Même l’avertissement de la campagne de Pologne a été pris à la légère. Pourtant, la guerre faite là-bas par l’Allemagne était riche d’enseignements et le 2ème bureau en avait suivi de près le déroulement. Ses conclusions auraient dû inciter l’armée française à s’intéresser à l’utilisation massive et concomitante du char et de l’avion. Mais le haut commandement a cru bon de demeurer dans la conception défensive imposée par la ligne Maginot. Une brochure décrivait les procédés tactiques ayant facilité la victoire allemande en Pologne. Distribuée au début d’octobre 1939, elle fut accueillie avec scepticisme. La réponse du commandement français à ce que le SR affirmait être l’enseignement majeur de la campagne de Pologne, c’est-à-dire qu’il y avait certainement une conception tactique à rénover, a été de dire : « La France n’est pas la Pologne : il est hors de question de faire la guerre à l’Ouest comme à l’Est ! ».  

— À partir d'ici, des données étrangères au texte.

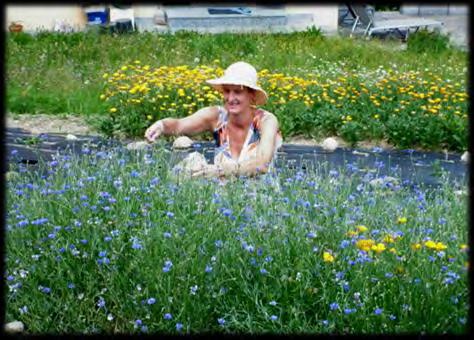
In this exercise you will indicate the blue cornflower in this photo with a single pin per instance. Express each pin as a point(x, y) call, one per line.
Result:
point(344, 244)
point(378, 311)
point(23, 223)
point(349, 310)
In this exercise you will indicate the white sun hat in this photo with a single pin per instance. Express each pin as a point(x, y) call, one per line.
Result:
point(240, 73)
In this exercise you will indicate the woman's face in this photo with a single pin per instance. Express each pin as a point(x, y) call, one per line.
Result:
point(237, 99)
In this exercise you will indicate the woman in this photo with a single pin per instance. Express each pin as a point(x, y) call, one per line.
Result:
point(246, 137)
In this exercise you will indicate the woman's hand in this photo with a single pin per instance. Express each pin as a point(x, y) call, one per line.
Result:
point(208, 171)
point(154, 131)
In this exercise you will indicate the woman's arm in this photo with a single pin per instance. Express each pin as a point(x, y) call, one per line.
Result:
point(259, 164)
point(202, 120)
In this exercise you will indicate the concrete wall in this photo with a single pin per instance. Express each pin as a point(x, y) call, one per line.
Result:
point(35, 18)
point(434, 9)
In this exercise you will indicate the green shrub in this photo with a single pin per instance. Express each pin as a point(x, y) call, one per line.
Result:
point(425, 41)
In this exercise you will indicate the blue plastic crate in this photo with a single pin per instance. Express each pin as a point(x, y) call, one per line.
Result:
point(97, 18)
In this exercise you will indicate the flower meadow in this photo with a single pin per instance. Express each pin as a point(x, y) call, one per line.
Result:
point(108, 241)
point(405, 107)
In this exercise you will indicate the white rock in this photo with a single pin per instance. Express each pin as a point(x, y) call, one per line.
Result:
point(12, 175)
point(14, 327)
point(460, 192)
point(330, 144)
point(193, 162)
point(355, 152)
point(182, 142)
point(71, 137)
point(137, 145)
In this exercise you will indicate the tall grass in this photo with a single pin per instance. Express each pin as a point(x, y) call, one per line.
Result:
point(109, 242)
point(57, 73)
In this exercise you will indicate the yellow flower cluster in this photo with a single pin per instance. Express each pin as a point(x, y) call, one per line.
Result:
point(180, 91)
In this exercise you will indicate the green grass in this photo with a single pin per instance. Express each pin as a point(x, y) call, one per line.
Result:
point(87, 245)
point(62, 73)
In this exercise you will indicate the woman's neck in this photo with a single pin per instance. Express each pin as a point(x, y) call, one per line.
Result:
point(242, 120)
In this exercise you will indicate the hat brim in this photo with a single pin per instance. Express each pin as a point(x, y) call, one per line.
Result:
point(261, 96)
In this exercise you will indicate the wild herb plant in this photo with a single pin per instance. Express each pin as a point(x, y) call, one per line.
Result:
point(107, 241)
point(353, 88)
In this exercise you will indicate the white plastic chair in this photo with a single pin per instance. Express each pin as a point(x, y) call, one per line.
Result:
point(121, 15)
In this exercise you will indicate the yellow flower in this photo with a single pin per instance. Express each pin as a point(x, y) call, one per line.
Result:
point(380, 247)
point(327, 257)
point(402, 220)
point(365, 245)
point(438, 246)
point(430, 244)
point(352, 233)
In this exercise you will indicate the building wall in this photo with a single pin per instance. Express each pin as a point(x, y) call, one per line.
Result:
point(35, 18)
point(325, 17)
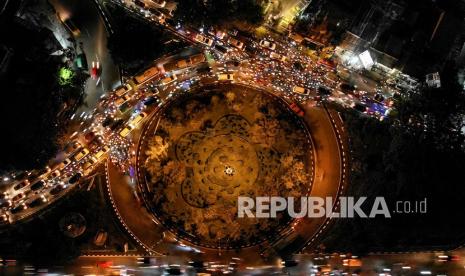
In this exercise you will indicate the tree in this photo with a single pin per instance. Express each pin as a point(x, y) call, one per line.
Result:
point(136, 42)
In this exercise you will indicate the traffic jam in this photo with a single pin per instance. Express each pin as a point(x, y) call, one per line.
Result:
point(278, 65)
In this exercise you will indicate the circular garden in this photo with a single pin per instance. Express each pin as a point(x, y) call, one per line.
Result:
point(205, 149)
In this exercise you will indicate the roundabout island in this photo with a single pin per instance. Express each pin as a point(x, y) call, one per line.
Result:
point(202, 150)
point(207, 149)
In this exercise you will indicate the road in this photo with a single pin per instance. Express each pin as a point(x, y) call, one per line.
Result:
point(93, 37)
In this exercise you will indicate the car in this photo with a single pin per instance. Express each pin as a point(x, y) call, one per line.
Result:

Après le dédain des réflexions du 2ème bureau pointant une évolution dans l’art de la guerre outre-Rhin, il y a l’hypothèse « Ardennes », qui certes occupait l’esprit de l’état-major français, mais que le cartésianisme de Gamelin tendait à repousser. En 1938, un exercice, prévoyant une « attaque brusquée » de la 2ème Armée française par des forces blindées, avait pourtant suggéré que cette dernière serait enfoncée, avant même que les réserves soient arrivées pour colmater la brèche. Gamelin avait jugé le résultat de l’exercice peu réaliste, critiquant notamment le rythme de progression rapide attribué au parti adverse lors de la phase d’exploitation. Depuis lors, l’état-major s’était convaincu que si les Allemands attaquaient à cet endroit, il ne pourrait s’agir que d’une tentative de diversion, compte tenu de l’extrême difficulté à s’affranchir de l’obstacle naturel constitué par le massif ardennais.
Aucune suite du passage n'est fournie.